Is Volkswagen's settlement with its workforce that will see its 100,000 or so employees receive a 3.2% pay rise, a precursor to a round of inflation-beating wage increases?

Germany has turned in some sparkling growth figures lately, driven largely as a result of an export boom and its workforce wants to share some of the rewards.

But with German inflation hovering between 1.2% and 2%, the 3.2% pay rise at VW might cause some eyebrows to raise, although it is certainly not excessive.

Nonetheless, the IG Metall union at VW had asked for considerably more - an eye-watering 6% in fact but the automaker settled on the 3.2% - as well as a one-time payment corresponding to 1% of salary and no less than EUR500 (US$683).

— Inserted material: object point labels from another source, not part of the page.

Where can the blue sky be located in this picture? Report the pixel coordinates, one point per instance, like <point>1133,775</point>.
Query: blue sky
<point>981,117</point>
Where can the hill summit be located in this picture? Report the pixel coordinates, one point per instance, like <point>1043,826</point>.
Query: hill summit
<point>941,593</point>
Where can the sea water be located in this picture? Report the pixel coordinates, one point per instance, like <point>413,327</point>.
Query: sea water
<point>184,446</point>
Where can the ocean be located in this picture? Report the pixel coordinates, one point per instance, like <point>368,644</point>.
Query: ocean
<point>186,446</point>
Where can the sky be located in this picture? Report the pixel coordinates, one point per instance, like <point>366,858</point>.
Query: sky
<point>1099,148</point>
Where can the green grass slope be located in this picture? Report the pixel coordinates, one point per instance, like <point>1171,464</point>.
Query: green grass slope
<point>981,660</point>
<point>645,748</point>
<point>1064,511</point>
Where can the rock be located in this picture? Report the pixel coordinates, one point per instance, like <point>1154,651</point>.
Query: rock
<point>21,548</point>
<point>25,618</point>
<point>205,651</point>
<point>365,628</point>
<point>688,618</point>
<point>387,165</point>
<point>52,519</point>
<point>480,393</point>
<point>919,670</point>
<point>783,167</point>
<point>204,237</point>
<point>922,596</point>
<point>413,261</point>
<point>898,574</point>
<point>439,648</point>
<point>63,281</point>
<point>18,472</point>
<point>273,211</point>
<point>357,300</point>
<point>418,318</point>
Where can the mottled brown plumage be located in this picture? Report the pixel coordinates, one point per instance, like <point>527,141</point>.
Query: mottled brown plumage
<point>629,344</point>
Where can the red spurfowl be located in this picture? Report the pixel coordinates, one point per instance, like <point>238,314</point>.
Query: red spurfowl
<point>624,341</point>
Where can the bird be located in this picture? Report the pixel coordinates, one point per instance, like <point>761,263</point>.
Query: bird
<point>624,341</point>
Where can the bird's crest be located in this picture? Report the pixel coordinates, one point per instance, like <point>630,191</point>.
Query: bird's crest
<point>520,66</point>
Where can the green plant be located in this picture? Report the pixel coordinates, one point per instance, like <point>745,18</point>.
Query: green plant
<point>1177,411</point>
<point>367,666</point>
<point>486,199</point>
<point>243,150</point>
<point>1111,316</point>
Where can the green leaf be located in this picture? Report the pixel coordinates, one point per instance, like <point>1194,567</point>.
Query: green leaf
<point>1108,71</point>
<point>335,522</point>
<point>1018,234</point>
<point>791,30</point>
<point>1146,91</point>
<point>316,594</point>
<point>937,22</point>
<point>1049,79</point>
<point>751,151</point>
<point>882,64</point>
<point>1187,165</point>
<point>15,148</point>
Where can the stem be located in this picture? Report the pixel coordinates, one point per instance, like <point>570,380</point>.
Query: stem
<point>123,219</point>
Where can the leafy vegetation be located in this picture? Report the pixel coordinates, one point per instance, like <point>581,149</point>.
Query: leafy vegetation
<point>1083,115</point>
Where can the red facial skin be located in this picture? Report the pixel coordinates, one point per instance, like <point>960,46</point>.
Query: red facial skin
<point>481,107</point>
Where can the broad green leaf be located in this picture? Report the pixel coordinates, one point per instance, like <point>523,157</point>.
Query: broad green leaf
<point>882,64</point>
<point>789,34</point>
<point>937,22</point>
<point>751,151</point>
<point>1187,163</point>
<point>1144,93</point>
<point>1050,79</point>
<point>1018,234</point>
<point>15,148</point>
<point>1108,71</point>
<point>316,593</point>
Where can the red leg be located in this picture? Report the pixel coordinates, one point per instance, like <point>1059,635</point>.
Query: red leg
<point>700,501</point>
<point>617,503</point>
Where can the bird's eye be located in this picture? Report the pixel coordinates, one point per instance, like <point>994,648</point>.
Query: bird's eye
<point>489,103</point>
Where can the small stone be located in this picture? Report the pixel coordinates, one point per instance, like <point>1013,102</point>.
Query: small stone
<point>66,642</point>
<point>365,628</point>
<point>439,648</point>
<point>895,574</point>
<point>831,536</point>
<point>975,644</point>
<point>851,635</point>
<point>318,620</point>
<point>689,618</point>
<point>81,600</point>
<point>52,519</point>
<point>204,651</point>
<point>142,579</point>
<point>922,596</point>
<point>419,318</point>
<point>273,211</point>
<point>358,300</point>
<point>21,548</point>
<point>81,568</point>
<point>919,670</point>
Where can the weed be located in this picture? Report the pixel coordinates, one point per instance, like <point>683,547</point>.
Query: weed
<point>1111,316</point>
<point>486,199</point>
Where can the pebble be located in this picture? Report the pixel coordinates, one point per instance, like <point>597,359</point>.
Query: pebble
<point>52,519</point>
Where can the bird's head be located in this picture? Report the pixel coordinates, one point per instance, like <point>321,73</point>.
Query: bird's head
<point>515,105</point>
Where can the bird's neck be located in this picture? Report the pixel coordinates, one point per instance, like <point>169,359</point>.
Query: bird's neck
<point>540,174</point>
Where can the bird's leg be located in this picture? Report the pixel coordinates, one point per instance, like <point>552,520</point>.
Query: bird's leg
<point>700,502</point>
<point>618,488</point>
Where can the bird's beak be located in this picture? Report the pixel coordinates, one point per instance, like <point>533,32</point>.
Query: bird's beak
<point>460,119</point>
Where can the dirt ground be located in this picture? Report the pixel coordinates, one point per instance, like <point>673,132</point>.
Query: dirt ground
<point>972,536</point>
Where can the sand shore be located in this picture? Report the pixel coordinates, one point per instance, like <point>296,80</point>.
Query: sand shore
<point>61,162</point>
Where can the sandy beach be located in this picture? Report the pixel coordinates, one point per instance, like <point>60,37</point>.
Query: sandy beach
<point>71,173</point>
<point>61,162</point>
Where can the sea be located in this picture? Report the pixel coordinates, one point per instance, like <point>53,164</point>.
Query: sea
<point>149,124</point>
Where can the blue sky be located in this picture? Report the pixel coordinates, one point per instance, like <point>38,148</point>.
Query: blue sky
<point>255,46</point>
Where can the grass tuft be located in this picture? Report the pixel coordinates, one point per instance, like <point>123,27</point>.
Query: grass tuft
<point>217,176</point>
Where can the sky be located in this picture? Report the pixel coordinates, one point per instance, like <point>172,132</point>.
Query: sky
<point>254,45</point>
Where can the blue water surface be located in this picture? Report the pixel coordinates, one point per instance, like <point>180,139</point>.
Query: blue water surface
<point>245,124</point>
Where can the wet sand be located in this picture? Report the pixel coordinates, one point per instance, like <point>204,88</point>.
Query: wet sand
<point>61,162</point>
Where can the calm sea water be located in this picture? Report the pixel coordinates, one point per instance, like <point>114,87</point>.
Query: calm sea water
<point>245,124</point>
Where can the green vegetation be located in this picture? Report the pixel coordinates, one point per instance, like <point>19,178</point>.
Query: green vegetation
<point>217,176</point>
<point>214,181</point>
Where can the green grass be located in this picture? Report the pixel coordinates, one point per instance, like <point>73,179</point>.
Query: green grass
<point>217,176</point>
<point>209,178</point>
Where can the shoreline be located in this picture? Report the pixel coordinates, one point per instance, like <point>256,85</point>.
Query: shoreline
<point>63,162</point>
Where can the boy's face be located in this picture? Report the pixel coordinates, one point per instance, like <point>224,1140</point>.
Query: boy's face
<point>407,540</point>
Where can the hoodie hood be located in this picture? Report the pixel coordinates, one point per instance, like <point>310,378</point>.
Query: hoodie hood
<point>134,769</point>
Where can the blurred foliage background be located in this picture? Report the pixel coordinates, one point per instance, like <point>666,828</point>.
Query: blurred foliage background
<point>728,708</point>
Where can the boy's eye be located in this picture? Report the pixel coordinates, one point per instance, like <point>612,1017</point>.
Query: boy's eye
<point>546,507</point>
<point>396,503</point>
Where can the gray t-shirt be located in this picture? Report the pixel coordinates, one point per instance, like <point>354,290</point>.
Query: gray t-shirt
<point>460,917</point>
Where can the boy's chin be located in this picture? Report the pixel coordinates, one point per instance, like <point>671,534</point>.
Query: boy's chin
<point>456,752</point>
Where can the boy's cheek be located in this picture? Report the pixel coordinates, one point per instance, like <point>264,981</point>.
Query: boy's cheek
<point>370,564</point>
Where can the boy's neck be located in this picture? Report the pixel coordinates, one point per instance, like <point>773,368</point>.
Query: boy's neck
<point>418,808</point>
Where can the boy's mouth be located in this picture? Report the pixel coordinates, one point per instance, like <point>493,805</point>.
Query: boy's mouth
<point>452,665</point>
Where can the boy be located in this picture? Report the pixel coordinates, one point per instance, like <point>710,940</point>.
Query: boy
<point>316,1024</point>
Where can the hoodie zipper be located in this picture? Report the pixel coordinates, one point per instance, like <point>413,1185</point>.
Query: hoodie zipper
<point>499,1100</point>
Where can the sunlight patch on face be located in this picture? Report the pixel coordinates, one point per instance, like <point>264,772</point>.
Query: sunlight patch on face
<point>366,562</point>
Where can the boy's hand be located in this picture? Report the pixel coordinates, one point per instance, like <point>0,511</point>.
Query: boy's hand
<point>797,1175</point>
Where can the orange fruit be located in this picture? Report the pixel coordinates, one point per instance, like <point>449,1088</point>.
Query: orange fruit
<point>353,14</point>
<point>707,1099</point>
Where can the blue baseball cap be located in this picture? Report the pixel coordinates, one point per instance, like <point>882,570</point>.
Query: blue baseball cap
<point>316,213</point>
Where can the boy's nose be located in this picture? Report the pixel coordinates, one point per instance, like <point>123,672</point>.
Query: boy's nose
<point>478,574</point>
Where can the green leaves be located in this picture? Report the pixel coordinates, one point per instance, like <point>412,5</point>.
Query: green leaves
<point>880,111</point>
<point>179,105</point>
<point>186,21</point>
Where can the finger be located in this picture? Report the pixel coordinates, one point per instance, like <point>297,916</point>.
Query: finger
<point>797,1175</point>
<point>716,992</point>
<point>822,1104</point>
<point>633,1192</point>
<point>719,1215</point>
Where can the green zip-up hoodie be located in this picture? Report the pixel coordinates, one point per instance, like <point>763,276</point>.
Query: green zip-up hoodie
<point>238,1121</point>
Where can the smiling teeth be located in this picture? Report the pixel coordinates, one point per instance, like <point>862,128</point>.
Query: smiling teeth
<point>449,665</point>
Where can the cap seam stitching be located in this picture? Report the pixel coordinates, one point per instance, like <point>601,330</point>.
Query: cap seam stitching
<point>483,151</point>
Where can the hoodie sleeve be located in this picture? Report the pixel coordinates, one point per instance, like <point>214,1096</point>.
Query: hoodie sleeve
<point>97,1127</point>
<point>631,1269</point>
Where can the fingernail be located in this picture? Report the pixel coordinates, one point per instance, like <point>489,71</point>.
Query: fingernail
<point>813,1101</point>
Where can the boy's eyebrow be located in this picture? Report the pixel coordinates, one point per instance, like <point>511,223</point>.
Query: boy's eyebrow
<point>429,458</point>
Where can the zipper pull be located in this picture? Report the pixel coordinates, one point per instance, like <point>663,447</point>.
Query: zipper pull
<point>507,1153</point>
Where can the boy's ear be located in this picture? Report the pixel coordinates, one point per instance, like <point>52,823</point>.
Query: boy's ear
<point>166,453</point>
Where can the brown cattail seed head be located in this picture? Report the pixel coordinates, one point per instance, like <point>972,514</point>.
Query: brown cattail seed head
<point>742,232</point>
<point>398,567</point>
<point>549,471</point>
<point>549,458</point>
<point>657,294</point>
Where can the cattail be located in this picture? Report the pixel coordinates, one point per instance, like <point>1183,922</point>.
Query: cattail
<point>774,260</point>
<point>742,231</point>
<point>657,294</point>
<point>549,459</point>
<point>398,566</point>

The UK is holding its breath that the Bank of England could raise interest rates in a bid to contain inflation, which is soaring as a result of extremely high fuel costs among a raft of challenging cost of living increases.

Germany seems to be pulling off the trick of maintaining relatively low inflation, coupled with robust growth, but could VW's settlement be copied by other manufactures and would the European Central Bank start to examine its own interest rate policy?

Speaking to just-auto from Hanover, following the conclusion of extremely lengthy negotiations - the last tranche took 13 hours before finishing today - an IG Metall spokesman noted other automakers had secured deals that were worth 2.7%.

It's a certainty those unions in Germany's powerful auto industry will be looking at VW's settlement with great interest.